Seedrs and Crowdcube have terminated their £140m planned merger following the announcement from the Competition and Markets Authority (CMA) that it is set to block the deal.
Seedrs has also announced a new funding round, with further details to be announced in due course.
The equity crowdfunding platforms unveiled plans to merge last October, subject to regulatory approval, then the CMA fast-tracked its inquiry into the proposed merger in November.
Seedrs and Crowdcube have agreed to terminate the planned merger after expressing disappointment at the CMA’s provisional findings and announcement.
Read more: Seedrs and Crowdcube: A P2P history
“Following on our message about the CMA’s provisional findings yesterday, I wanted to share with you that we have agreed to terminate our merger with Crowdcube,” said Jeff Kelisky, chief executive of Seedrs and Jeff Lynn, co-founder and executive chairman of Seedrs, in an email to investors.
“We fervently disagree with the CMA’s view, but given the low likelihood that they will change their mind at this point, we have concluded that it does not make sense to continue the battle.

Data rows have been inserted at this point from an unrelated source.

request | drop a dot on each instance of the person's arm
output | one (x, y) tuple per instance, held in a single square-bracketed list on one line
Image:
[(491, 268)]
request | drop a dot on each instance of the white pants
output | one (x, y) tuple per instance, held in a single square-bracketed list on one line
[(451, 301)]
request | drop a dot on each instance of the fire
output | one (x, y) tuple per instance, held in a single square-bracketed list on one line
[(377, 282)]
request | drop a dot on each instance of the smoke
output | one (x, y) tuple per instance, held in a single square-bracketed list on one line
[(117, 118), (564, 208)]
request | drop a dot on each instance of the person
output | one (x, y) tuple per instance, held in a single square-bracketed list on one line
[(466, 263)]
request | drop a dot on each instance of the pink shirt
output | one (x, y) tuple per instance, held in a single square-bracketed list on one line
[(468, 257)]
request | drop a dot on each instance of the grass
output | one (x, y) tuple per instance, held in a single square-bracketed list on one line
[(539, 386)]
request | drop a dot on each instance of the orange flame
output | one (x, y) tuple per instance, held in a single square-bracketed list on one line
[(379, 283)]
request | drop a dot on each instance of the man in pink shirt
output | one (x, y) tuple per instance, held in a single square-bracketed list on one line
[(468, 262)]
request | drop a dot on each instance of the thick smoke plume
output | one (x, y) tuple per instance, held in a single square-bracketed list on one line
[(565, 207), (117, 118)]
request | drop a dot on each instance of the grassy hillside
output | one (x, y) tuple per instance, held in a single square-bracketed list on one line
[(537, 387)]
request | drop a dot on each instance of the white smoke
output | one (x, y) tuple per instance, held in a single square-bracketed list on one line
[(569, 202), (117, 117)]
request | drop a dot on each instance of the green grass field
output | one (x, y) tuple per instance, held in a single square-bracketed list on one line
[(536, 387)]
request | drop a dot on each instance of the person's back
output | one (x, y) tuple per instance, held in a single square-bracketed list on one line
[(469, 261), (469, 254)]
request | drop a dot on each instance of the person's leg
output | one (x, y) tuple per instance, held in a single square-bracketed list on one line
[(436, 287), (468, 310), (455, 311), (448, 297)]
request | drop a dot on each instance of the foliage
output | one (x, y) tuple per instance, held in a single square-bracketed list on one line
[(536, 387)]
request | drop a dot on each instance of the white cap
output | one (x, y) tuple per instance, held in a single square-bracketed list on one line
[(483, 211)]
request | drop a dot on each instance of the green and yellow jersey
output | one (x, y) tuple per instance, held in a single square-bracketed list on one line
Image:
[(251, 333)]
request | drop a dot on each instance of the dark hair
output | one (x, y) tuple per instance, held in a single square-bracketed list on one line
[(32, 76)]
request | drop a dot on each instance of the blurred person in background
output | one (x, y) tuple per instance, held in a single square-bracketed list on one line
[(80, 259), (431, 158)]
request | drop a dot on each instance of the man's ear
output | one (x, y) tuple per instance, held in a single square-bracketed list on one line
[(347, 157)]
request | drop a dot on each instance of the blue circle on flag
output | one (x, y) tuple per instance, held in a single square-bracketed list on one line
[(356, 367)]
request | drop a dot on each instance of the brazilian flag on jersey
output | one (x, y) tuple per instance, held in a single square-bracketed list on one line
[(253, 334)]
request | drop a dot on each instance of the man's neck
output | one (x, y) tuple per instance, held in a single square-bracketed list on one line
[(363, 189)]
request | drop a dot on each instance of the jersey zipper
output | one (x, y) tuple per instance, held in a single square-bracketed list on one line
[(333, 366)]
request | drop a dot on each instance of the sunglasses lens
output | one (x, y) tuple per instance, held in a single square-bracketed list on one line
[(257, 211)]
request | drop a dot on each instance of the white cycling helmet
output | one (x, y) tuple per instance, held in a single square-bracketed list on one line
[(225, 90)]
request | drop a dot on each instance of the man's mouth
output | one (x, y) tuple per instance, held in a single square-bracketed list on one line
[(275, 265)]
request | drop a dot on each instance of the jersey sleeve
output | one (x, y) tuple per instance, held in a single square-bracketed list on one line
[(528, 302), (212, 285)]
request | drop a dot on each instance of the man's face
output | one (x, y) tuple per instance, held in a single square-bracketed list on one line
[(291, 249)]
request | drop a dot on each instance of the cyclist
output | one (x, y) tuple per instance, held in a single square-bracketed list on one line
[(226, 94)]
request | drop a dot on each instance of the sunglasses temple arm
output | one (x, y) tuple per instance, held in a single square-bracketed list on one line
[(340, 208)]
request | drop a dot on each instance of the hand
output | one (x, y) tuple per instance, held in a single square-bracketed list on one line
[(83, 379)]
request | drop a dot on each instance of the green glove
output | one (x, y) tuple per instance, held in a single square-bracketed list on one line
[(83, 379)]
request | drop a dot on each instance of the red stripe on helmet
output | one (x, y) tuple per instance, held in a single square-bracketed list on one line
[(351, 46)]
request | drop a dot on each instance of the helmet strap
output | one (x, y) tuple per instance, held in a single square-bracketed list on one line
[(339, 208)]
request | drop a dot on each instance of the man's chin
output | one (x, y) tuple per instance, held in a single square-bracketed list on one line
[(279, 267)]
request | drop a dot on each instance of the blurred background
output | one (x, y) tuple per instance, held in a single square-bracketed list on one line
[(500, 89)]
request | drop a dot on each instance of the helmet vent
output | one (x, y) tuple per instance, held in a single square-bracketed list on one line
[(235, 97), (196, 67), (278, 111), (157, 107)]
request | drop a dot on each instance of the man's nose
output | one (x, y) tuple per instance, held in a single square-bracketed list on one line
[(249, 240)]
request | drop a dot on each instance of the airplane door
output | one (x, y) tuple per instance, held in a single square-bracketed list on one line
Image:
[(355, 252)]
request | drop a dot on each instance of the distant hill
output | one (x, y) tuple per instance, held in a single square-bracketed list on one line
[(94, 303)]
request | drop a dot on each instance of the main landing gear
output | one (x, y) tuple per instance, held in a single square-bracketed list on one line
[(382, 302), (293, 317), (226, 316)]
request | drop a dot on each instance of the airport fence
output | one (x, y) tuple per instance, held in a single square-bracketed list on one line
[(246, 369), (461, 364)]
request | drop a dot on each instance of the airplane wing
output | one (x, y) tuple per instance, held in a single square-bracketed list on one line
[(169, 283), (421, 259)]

“However, we had prepared for this possibility, and we’re pleased to announce that we have agreed a new funding round for the business. Given the strength of the business’s recent performance, we will be able to use this round to return to our pursuit of major growth initiatives. We will share full details of the round very shortly.
“Thank you again for all of your support for Seedrs, and here’s to our great opportunities ahead!”
“We have jointly agreed with Seedrs, in line with the terms of the proposed acquisition, that both parties are withdrawing from the transaction following the CMA’s findings,” a statement from Crowdcube said.
“We’re obviously disappointed with the CMA’s decision, however, Crowdcube recorded outstanding levels of growth in the last 12 months and remains in a very strong financial position following record revenue in 2020 and two consecutive quarters of profitability.
“We continue to invest in our people and products and we expect to be profitable again in the first half of 2021 with an unprecedented level of high profile European businesses set to fundraise with us in the coming weeks.”
Earlier this year Seedrs and Crowdcube warned that their platforms could be forced to close and businesses would lose a route to funding if the planned merger was blocked. The CMA said it carefully considered the firms’ arguments as part of its investigation.